(418f) Experimental Investigation and Mathematical Modeling of the Inoculum Effect | AIChE

(418f) Experimental Investigation and Mathematical Modeling of the Inoculum Effect

Authors 

Bhagunde, P. - Presenter, University of Houston
Tam, V. H. - Presenter, University of Houston


Microbial resistance to antimicrobial agents has reached alarming proportions. Reduced killing by antimicrobials at higher bacterial inoculum has emerged as a major problem in recent years, reducing the efficacy of the available antimicrobials as well as rendering current dosing regimens ineffective. This phenomenon has been widely attributed to the so-called "inoculum effect" exhibited by dense bacterial populations. In this work we have present both experimental and modeling studies to test whether the observed inoculum effect is due to the formation of a biofilm and to predict what antimicrobial agent dosing regimen would be effective.

To study the inoculum effect time kill experiments were performed with 4 baseline inocula of E-coli ATCC 25922 at different initial concentrations, differing by an order of magnitude from each other. Time-kill data were collected upto 24 hrs for constant but escalating piperacillin concentrations ranging from 0.25?e to 256?e MIC (minimum inhibitory concentration). The inoculum effect was attributed to reduced effective concentration of the drug taking part in bacterial killing. Biofilm formation by dense bacterial population, subsequently creating a barrier for drug diffusion was found to be indeed the cause of such reduced effective concentration.

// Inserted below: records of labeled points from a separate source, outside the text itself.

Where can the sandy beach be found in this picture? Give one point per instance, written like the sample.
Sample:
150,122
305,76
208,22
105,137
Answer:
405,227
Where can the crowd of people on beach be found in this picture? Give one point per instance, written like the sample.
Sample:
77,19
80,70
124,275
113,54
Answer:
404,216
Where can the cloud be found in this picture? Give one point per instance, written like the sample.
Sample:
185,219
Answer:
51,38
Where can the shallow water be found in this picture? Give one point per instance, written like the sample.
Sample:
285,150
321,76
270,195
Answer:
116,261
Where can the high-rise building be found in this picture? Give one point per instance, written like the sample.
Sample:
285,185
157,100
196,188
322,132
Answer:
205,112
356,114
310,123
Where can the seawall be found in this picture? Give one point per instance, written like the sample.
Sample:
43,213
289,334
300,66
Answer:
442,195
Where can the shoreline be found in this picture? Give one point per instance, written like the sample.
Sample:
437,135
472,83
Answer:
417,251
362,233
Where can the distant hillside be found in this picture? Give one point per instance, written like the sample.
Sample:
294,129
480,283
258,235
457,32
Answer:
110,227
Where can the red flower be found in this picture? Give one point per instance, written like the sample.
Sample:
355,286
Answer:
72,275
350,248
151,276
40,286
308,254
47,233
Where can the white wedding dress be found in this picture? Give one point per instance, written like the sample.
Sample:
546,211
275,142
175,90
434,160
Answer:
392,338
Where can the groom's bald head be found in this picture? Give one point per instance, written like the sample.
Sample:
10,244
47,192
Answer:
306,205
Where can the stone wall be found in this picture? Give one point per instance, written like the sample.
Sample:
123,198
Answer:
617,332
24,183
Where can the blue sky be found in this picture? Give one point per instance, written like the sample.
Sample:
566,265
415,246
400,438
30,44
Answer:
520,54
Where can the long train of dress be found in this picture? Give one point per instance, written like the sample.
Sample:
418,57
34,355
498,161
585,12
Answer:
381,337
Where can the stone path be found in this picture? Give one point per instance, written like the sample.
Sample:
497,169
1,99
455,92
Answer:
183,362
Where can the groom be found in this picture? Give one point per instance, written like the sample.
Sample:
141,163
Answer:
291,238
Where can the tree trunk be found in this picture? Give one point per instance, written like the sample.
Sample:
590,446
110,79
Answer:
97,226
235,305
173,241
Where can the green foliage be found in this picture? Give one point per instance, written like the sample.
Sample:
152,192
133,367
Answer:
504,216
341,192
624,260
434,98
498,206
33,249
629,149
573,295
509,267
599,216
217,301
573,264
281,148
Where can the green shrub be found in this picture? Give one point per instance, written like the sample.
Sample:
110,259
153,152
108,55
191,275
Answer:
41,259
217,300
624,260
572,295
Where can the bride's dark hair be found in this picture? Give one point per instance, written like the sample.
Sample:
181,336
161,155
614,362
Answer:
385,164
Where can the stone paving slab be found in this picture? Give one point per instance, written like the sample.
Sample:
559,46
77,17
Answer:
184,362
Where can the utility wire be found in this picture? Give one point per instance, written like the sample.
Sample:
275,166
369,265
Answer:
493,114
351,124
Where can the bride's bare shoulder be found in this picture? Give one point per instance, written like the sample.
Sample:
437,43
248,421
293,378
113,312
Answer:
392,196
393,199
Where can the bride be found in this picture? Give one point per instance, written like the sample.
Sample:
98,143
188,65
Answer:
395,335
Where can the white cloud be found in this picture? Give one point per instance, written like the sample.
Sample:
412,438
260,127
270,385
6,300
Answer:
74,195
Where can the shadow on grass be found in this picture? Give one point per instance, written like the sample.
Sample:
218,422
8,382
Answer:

Following prior work by our group, a new mathematical model structure was developed to characterize the dynamics of heterogeneous microbial populations (i.e. populations with subpopulations of varying degrees of resistance to an agent) and predict effective dosing regimens. After fitting model parameters based on initial experimental data, model predictions were validated based on subsequent experiments that identified when a biofilm was present and verified model predictions.